Nein so direkt nicht. Es ist eher so die Frage, wer darf sich was abholen. Das eine Mal war jemand da, der meinte er bekommt Hartz-4. Das fällt ja auch darunter. Darf er sich den auch abholen? Ja, klar wenn du
gerade kein Geld hast, dann ja. Aber es war eher so, also würde er darum herum schleichen und sich auch nicht ganz sicher sein. Wir verlangen jetzt auch keinen Nachweis oder so.


Habt ihr noch etwas, was euch wichtig ist. Was wir erwähnen sollten.
Bezieht ihr auch die Gegend ein, wo das Café ist? Das spielt ja rein. Die Schwelle hier ist eben niedriger, hier ist es offen, am Park. Da ist es anders als in ein Gebäude rein zu gehen.
So allgemein bin ich auch immer wieder erstaunt, dass es welche gibt, die diese Aktion noch nicht kennen. Dann merkt man auch, dass noch nicht so viele mitmachen.
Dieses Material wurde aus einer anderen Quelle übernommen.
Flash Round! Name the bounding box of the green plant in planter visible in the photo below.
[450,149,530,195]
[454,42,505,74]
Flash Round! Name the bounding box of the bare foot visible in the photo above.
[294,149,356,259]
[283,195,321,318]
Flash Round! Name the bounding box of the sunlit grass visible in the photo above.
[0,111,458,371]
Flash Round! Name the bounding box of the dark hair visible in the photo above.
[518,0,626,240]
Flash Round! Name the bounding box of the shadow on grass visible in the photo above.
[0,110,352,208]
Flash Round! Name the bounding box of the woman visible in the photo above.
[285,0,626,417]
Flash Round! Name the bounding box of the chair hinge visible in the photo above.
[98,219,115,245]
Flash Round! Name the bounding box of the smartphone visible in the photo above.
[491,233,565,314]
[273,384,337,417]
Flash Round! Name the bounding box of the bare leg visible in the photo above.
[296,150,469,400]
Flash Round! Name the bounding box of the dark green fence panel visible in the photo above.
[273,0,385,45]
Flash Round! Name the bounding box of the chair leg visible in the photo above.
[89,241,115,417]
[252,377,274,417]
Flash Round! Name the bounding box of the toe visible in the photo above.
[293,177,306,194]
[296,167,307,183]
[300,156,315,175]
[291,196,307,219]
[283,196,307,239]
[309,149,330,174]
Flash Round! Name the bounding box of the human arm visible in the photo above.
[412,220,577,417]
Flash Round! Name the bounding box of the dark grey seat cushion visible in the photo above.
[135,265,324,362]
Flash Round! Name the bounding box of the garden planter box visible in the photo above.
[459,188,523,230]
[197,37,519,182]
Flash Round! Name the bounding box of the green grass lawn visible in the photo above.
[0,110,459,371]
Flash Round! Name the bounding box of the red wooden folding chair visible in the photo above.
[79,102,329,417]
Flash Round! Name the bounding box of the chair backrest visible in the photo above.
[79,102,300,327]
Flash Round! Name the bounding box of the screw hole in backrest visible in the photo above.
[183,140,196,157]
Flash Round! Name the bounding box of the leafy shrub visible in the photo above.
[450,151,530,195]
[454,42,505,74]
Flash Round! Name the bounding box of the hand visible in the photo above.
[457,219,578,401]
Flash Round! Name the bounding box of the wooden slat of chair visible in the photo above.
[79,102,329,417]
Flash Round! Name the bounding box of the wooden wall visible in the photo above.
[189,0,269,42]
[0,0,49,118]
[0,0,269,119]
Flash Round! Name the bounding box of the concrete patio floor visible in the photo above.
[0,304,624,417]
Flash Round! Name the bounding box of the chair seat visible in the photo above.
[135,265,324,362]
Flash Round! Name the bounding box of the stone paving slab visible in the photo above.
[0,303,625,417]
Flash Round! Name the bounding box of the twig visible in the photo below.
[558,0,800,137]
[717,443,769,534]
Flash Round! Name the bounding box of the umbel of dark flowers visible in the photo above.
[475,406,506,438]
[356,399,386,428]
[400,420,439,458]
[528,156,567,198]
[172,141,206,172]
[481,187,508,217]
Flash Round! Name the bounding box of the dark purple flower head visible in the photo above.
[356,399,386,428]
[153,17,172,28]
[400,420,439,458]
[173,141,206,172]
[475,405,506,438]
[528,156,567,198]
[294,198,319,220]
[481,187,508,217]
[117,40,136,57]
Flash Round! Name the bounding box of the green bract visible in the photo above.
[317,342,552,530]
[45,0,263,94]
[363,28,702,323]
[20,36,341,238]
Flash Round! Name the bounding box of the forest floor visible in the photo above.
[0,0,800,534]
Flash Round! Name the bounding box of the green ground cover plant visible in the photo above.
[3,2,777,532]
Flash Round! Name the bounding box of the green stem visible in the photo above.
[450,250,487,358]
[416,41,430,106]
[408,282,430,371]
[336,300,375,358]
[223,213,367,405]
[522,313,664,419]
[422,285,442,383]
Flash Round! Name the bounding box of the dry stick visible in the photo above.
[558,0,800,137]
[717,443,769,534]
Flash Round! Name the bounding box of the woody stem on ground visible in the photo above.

Vielen Dank an euch beide für die Zeit, die ihr euch genommen habt.

Das Café Pavillon ist wirklich etwas ganz besonders. Mitten im Kiez, an einer Straße gelegen und auf der anderen Seite der Park. Dort sieht man viele Leute: Paare, Jugendliche, Familien, Obdachlose, Touristen, echte Berlin und noch viel mehr. Der Platz strahlt seinen eigenen Charme aus und man fühlt sich nicht mehr als Tourist im großen Berlin,sondern angekommen.



Der Kaffee und die Limonade waren der Hit, wir können euch nur empfehlen vorbeizuschauen. Auch etwas tolles: Im Café wird nur alkoholfreies serviert. Warum? Das könnt ihr euch sicher denken, wenn das Café auch Jugendlichen dient, um ihre Sozialstunden abzuleisten.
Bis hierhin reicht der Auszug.